Grußwort von C. Ertmer
Grußwort
Mit Interesse und Spannung habe ich, dank des regen E-Mail-Austausches mit Frau Marlies Wenzel, den Weg verfolgen können, den meine kleine Geschichte Der Waschtag genommen hat. Diesen Prozess zu verfolgen, hat mich sehr gefreut. Schon früh habe ich für mich die Literatur als eine Möglichkeit entdeckt, Menschen anderer Länder kennen zu lernen. Über die Literatur, auch die russische, habe ich mich dem Fremden, dem Unbekannten, dem Neuen ausgesetzt, Freud und Leid, Hoffnungen und Befürchtungen mit den Protagonisten geteilt, ihre Welt mit ihren Augen gesehen.
Erst viel später, während meines Fremdsprachenstudiums, begriff ich, wie wichtig die Übersetzung bei der Vermittlung dieser fremden Welten war, die ich mir durch das Lesen zu eigen machte. Um dieser Vermittlerrolle gerecht zu werden, braucht es Übersetzer und Übersetzerinnen, die über die Bedeutung der Wörter in der Sprache hinaus ihren tieferen Sinn erfassen. Das ist eine große Herausforderung. Wer einen Text in eine andere Sprache überträgt, muss sich mit der Geschichte und der Kultur des anderen Landes beschäftigen. Er muss sich auf das Denken und Fühlen der Menschen in ihrer jeweiligen Zeit einlassen. Ein Roman, eine Erzählung, ein Gedicht in einer guten, einfühlsamen Übersetzung ermöglicht es den Lesern, sich auf die handelnden Personen einzulassen.

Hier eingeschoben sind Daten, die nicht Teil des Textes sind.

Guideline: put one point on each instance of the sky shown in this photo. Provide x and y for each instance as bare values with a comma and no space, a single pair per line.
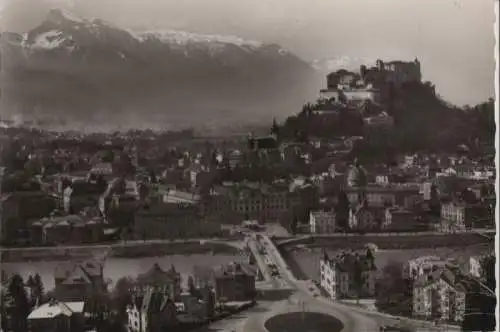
453,39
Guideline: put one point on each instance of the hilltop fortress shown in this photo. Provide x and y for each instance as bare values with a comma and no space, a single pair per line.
370,83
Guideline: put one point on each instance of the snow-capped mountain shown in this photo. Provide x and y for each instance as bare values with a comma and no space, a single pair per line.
82,67
341,62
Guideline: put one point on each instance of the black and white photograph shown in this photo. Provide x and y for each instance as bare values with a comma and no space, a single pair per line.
248,166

Um diese verantwortungsvolle und schwierige Arbeit bewältigen zu können, bedarf es über einen umfangreichen Wortschatz hinaus eines besonderen Sprachgefühls. Wie übersetzt man z.B.: Feuchte Schwaden wabern durch den Raum.? Synonyme haben zwar die gleiche Bedeutung, aber ihr Sinn differiert doch oft um Nuancen. Immer ist der Kontext zu berücksichtigen. Diese aufzuspüren, den Text in seiner Gesamtheit zu erfassen und, wie ein Puzzleteil, das passende Wort zu finden, ist eine Kunst. Jede Sprache hat ihren eigenen Klang, ihren eigenen Rhythmus. Im Idealfall gelingt es, beides von einer Sprache in die andere zu übertragen.
Der Aufgabe des Übersetzens hat sich eine Gruppe junger russischer Studentinnen unter der Leitung von Frau Marlies Wenzel gestellt. Allein die Tatsache, dass es mehrere Übersetzungsvarianten zu einem Text gibt, zeigt, dass sie ihre Arbeit sehr ernst genommen, dass sie sich intensiv mit den Bedeutungsnuancen auseinandergesetzt haben. Sie haben viel diskutiert und in einem Workshop am Ende des Seminars unter der Leitung von Frau Marlies Wenzel und der Moskauer Übersetzerin Frau Jekaterina Aralowa ihre unterschiedlichen Übersetzungsergebnisse auf den Prüfstand gestellt.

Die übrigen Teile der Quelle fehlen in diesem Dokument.